Rid the World

Written by Rob Johnston, Directed by Ed Barrett
Breathe Out Theatre
Unity Theatre, 17th - 19th March 2011

Reviewed by Ritchie Hunter

Credit is due to all those involved in bringing this play to the Unity Theatre. There were some deep questions explored here, about the role of the union leaders and the dynamics of the personalities involved in the 1911 Transport Strikes. There was also a question and answer session afterwards between the audience and the production crew.

It is hard to work out, though, what this play was trying to achieve. If it was to give us an understanding of what happened, then I suspect only those with prior knowledge of the events would have followed all of it. Any play about a popular uprising must try to educate and enthuse as wide an audience as possible to draw out the lessons for the present. It would be interesting to find out how many of this audience came away with a clear understanding of the events of 1911, never mind the messages they hold for us now.

There was a failure here to tell the stories of the mass of workers who took to the streets and organised on the front line.

A hundred years ago, in a series of rolling strikes, one body of workers after another won concessions from their employers. The traditionally separate bodies of workers: seamen, dockers, carters, railwaymen and tram drivers, was broken down and a city wide solidarity led to Liverpool being controlled by the strike committee; in effect a workers council.

When thinking about workers occupying and running a city, the song by Alun Parry about the Limerick Soviet springs to mind, when in 1919, as a reaction to harsh British rule, a strike committee was elected to control Limerick.
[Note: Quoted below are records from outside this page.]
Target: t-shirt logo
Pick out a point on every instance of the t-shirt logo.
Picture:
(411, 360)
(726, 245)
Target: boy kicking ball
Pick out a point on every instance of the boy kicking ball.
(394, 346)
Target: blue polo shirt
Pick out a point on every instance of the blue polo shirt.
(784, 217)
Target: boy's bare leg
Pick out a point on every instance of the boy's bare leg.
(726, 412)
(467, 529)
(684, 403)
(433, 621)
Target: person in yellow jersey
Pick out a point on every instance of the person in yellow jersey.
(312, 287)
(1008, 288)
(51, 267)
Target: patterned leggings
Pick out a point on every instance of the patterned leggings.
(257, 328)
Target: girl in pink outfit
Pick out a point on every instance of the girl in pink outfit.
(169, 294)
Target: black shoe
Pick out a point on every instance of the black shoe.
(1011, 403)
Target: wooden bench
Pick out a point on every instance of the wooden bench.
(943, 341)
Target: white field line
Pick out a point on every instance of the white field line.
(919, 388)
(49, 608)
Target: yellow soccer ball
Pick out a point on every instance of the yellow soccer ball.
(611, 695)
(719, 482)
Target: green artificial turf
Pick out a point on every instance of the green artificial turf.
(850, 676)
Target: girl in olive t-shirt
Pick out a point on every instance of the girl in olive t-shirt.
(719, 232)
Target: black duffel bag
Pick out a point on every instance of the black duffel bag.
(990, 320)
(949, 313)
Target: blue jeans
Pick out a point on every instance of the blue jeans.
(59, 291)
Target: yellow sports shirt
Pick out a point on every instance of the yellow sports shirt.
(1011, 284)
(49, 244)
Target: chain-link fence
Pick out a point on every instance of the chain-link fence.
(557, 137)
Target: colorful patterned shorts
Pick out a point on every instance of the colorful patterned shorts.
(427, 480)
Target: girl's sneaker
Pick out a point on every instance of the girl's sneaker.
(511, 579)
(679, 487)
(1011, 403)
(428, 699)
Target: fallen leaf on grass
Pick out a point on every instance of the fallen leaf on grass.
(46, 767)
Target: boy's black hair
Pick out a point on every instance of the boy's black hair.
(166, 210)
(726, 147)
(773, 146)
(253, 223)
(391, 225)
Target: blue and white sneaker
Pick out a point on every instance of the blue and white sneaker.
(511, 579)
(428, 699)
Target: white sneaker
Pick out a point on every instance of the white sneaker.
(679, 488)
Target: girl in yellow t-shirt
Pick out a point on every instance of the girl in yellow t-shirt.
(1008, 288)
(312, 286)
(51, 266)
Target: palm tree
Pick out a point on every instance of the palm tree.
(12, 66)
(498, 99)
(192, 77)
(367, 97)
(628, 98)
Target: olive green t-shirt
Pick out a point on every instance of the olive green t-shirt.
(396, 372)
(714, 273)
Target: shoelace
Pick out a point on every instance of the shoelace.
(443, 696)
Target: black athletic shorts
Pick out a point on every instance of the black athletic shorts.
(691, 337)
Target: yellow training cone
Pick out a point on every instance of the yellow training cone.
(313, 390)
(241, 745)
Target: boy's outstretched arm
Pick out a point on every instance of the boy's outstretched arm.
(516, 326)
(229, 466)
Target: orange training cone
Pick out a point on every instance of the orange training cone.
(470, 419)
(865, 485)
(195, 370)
The 1911 events are just as important in our history and, if they had happened after the 1917 Russian Revolution, would surely have led to a Liverpool Soviet.

Some sense of this could have been achieved by a using a backdrop of images of the time (see Nerve 1911 Calendar). Not having this link to the mass of workers meant that the main characters came across as individuals, and a bit stereotypical.

Tom Mann, the earnest thinker, who professed inclusion but seemed to take decisions on his own, came across as all knowing to the point of boring. That he must have been going though turmoil trying to co-ordinate events in the ‘organisers graveyard’ of Liverpool, was only shown fleetingly. He did at one point say, jokingly, that all he wanted to do was work a vegetable plot.

James Sexton was the typical union officer, jokey and brash, but basically weak, following the official union leaders line.

John (George) Milligan, the unofficial dockers’ leader was portrayed as a head strong, fist fighting unco-operative man with a heart of gold.

For all this, I enjoyed watching the play, there were some funny scenes, it kept the audience interested, and it stimulated a lot of useful debate.